Introduction to a set of articles on villages in Karnataka

WOUND AFTER WOUND: LIFE IN RURAL KARNATAKA DURING THE CORONA TIMES

Suresha K.P and A.R.Vasavi  

Wound after wound. That is what has been targeted against rural India and its citizens. First, it was demonetisation that ripped away basic incomes and savings and placed most in conditions of penury and humiliation. Then came the poorly implemented GST that slashed the viability of rural home and cottage industries. Now, is the ill-planned ‘lock-down’ that despite being initiated as a ‘janata curfew’ is a curfew of the working poor so as to keep the middle and upper classes safe. In its announcement and implementation, the lock-down is a measure that overlooks not only how rural India works and lives but also how its most vulnerable continue to be sacrificed in the name of national safety. The images of desperate migrants struggling to get back to their villages indicated the extent to which a large population of migrant labour services the urban and industrial economies at great cost to their own well-being.

Based on telephone conversations and reports from people in ten villages across Karnataka, we present vignettes of what rural life is now in the times of the COVID-19 lockdown. What emerges clearly is the extent to which the lockdown is a great disruption to the livelihoods and life of rural people. While the efforts of effective administration of relief have staved off

immediate starvation, and the new ‘corona soldiers’ (trained by the Red Cross) have lent support and information to village residents, the situation highlights the result of decades of economic neglect of rural India.

As agricultural incomes and livelihoods have become economically unviable, a large number of rural citizens resort to urban migration to eke out livelihoods that are without security. Returning as migrant workers in this time of a pandemic, they now face uncertainty about their futures, and are a restless population who are trapped in small homes. Peri-urban villages that are integrated into the dominant urban, industrial economy are now sites of abandonment where shuttered factories and work sites provide no income, and the settlements lack the community and administrative structures that typical villages would have. While government food provisioning keeps the forest-dwelling Solega from starvation, the disruption of their annual festival forebodes among them a concern about their own future.
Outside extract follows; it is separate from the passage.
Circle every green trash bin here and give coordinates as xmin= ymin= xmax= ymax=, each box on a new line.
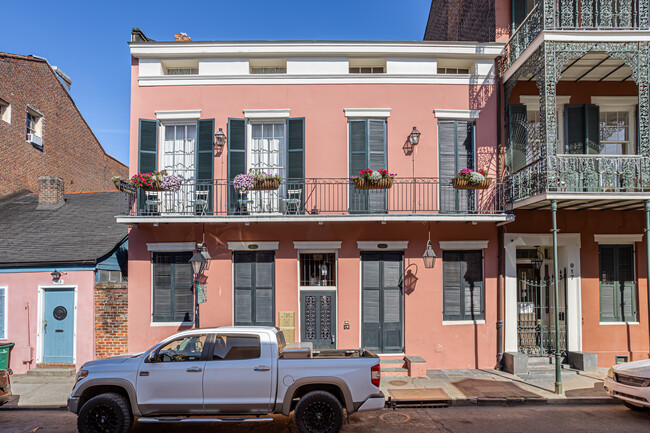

Perhaps in what will mark the real impact of the Prime Minister’s cultural strategies of people clanging pans and pots, and then lighting lamps to ward away the corona virus to make the lock-down a collectively acceptable experience, will be the extent to which it has reinforced blind beliefs and practices. Worse still is the inability of the government to prevent the dissemination of misinformation that led the Nizammuddin meet to become a site, and case for Islamaphobia. That Muslim residents, in even remote villages, now bear the bear the double burden of being ostracised and losing their occupational incomes is a matter that should shame us all. Memories of epidemics reside within communities as among the Lambadi of Gadag, who linking this pandemic to the strategies of surviving through plagues, have moved to live in open fields. In other villages, it is people’s anxiety about work, food, medical support and the future that constitutes their conversations. In rendering the vast crores of rural citizens into conditions of further vulnerability, we see the fragility of our democratic systems, the failure of economic policies, and the short-sightedness of people who elect representatives who don’t care for them. Life in the corona times marks the long- entrenched fault lines of our society and nation. In this, the rural working class are the real victims.